Achat d’une entreprise en redressement judiciaire : guide 2026
L’achat d’une entreprise en redressement judiciaire représente une opportunité stratégique unique, mais aussi un parcours semé d’exigences juridiques et financières. En 2026, les règles issues de l’ordonnance du 15 septembre 2021 et les dernières jurisprudences de la Cour de cassation imposent une vigilance accrue sur la sécurisation du plan de cession. Que vous soyez un repreneur individuel, un fonds d’investissement ou un concurrent, chaque semaine qui passe réduit vos marges de manœuvre.
Ce guide exhaustif vous dévoile les étapes clés, les pièges à éviter et les leviers juridiques pour réussir l’achat d’une entreprise en redressement judiciaire en 2026. Vous y trouverez une analyse des textes applicables, des conseils pratiques d’avocat et des réponses aux questions les plus fréquentes.
Avant de plonger, rappelons un principe fondamental : dans une procédure de redressement, le tribunal valide la cession. Votre offre doit donc être irréprochable sur le fond comme sur la forme. Agir tôt change tout – chaque semaine compte.
Points clés couverts dans cet article
- Conditions de recevabilité d’une offre de reprise en redressement judiciaire
- Calendrier judiciaire et délais impératifs (dépôt de l’offre, audience)
- Analyse des actifs cédés : reprise des contrats, des salariés, des dettes
- Financement de l’acquisition et garanties exigées par le tribunal
- Risques juridiques : responsabilité du repreneur, passif antérieur
- Rôle de l’administrateur judiciaire et du mandataire
- Stratégies de négociation avec les créanciers et les actionnaires
- Exemples de jurisprudences 2026 et décisions récentes
1. Comprendre le cadre juridique du redressement judiciaire en 2026
Le redressement judiciaire est une procédure collective destinée à permettre la poursuite de l’activité de l’entreprise, le maintien de l’emploi et l’apurement du passif. Depuis la réforme de 2021, le tribunal dispose d’un pouvoir renforcé pour imposer des conditions au repreneur, notamment en matière de maintien des emplois et de reprise des contrats essentiels.

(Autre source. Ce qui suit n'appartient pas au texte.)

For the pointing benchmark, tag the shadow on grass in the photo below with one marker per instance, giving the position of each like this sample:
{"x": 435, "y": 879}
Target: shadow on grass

« L’achat d’une entreprise en redressement judiciaire n’est pas une simple acquisition : c’est une procédure judiciaire où le juge contrôle l’intérêt collectif des créanciers et la sauvegarde de l’emploi. En 2026, les tribunaux sont particulièrement attentifs à la sincérité du plan de financement et à la capacité du repreneur à pérenniser l’activité. »
Les textes de référence sont les articles L. 631-1 et suivants du Code de commerce, modifiés par l’ordonnance n°2021-1193 du 15 septembre 2021. Le tribunal peut ordonner la cession totale ou partielle de l’entreprise, avec ou sans passif, dans le cadre d’un plan de cession.
Conseil d’expert : Avant de déposer une offre, consultez le rapport de l’administrateur judiciaire. Il contient des informations cruciales sur la situation économique, les contrats en cours et les dettes exigibles. Ne négligez pas non plus l’état des créances déclarées.
2. Préparer une offre de reprise solide
L’offre de reprise doit être déposée au greffe du tribunal de commerce dans un délai fixé par le jugement d’ouverture. En pratique, ce délai est souvent de 15 à 30 jours à compter de l’ouverture de la procédure. Une offre complète comprend :
- La présentation du repreneur (personne physique ou morale, références, capacité financière)
- Le périmètre de la cession (actifs, contrats, marques, brevets, stocks)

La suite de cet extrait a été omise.